D. A company name must include “UK” if the business is operating in the United Kingdom.
B. The company’s name must end with “Ltd” or “Limited” for private companies.
Explanation:
Under section 59 CA 2006, a private limited company must include “Limited” (or “Ltd”) in its name unless it qualifies for an exemption (e.g., charities). Additionally, section 66 CA 2006 prohibits companies from using names that are the same as an existing registered company.
Your client wants to register a company but has not yet drafted Articles of Association. What will happen if they proceed with registration?
A. The application will be rejected until the Articles of Association are submitted.
B. Companies House will issue a temporary set of Articles that expire after 6 months.
C. The company will automatically adopt the Model Articles as its Articles of Association.
D. The company will be allowed to operate without any Articles of Association.
C. The company will automatically adopt the Model Articles as its Articles of Association.
Explanation:
Under section 20(1) CA 2006, if a company does not submit Articles of Association, the default Model Articles prescribed by the Secretary of State will apply. These regulate company management, director powers, and shareholder rights.
A businessperson signs a contract on behalf of a company before it is incorporated. What is the legal effect of this contract under section 51 CA 2006?
A. The contract is binding on the company once it is incorporated.
B. The contract is automatically invalid.
C. The person who signed the contract is personally liable unless the contract is novated.
D. The company can ratify the contract once it is incorporated.
C. The person who signed the contract is personally liable unless the contract is novated.
Explanation:
Under section 51 CA 2006, a contract made before incorporation does not bind the company. Instead, the person who acted on behalf of the company is personally liable, unless the contract is novated (i.e., replaced by a new contract with the company post-incorporation).
Which of the following is NOT a valid requirement for incorporating a company under the Companies Act 2006?

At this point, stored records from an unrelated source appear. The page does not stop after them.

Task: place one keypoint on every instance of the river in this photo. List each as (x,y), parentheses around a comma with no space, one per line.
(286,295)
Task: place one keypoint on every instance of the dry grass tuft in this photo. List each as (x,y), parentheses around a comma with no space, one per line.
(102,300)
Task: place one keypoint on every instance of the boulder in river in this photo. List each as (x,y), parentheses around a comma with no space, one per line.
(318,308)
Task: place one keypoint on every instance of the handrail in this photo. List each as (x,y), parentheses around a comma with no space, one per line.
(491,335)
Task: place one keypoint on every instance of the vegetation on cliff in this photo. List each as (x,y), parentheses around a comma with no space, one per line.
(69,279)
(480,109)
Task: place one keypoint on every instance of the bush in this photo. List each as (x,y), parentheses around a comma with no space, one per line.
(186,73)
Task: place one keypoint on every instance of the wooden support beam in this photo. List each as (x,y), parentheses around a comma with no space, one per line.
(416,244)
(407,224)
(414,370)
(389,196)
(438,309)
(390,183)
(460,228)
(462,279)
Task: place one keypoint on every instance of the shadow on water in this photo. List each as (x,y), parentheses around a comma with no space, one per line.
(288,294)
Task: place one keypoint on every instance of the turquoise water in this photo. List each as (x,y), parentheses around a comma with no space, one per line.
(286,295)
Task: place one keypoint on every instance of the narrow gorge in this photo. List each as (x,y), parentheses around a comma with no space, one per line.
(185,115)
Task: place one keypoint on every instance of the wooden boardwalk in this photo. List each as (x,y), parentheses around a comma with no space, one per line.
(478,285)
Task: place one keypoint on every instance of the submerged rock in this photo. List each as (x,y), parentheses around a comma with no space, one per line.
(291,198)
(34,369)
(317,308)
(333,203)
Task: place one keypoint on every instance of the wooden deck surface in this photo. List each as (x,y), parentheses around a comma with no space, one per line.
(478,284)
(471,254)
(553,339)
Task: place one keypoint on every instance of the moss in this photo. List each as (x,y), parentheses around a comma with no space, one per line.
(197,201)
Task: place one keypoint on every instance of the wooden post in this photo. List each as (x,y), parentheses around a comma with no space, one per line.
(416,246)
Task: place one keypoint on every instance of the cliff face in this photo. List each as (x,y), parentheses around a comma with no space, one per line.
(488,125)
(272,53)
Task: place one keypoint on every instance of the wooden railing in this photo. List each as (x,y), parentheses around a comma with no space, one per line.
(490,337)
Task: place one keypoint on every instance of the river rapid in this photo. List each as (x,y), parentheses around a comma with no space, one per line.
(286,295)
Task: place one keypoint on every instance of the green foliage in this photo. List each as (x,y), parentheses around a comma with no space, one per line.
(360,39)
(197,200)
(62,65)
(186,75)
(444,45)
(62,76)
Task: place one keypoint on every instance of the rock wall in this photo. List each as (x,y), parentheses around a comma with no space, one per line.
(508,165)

A. The company must have at least one shareholder.
B. The company must have a minimum of two directors.
C. The company must have a registered office in the UK.

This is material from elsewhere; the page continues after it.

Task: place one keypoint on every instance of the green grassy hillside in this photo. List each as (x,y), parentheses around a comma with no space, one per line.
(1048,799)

D. The company must submit a statement of compliance to Companies House.
B. The company must have a minimum of two directors.
Explanation:
Under section 154 CA 2006, a private company only requires one director. However, public companies require at least two directors. Every company must also have at least one shareholder, a registered office, and file a statement of compliance.
What happens if a company wants to change its name after incorporation?
A. The company must submit a court application to change its name.
B. The company can change its name by special resolution or any other method provided in its Articles.
C. The company cannot change its name once incorporated.
D. The company can only change its name if it has been in operation for at least 12 months.
B. The company can change its name by special resolution or any other method provided in its Articles.
Explanation:
Under section 77(1) CA 2006, a company’s name can be changed:
By a special resolution of the shareholders
Or by a method set out in its Articles of Association
Once approved, Companies House must issue a new Certificate of Incorporation on Change of Name for the change to take effect.
A business purchases a shelf company and wants to make changes. Which of the following steps is NOT necessary?
A. Transferring the shares to the new owners.
B. Changing the registered office address.
C. Filing a fresh Certificate of Incorporation.
D. Replacing the existing directors with the new owners.
C. Filing a fresh Certificate of Incorporation.
Explanation:
A Certificate of Incorporation is issued only when the company is first incorporated. If a shelf company is acquired, the buyer must change directors, update shareholder details, and amend the registered office, but no new Certificate of Incorporation is required.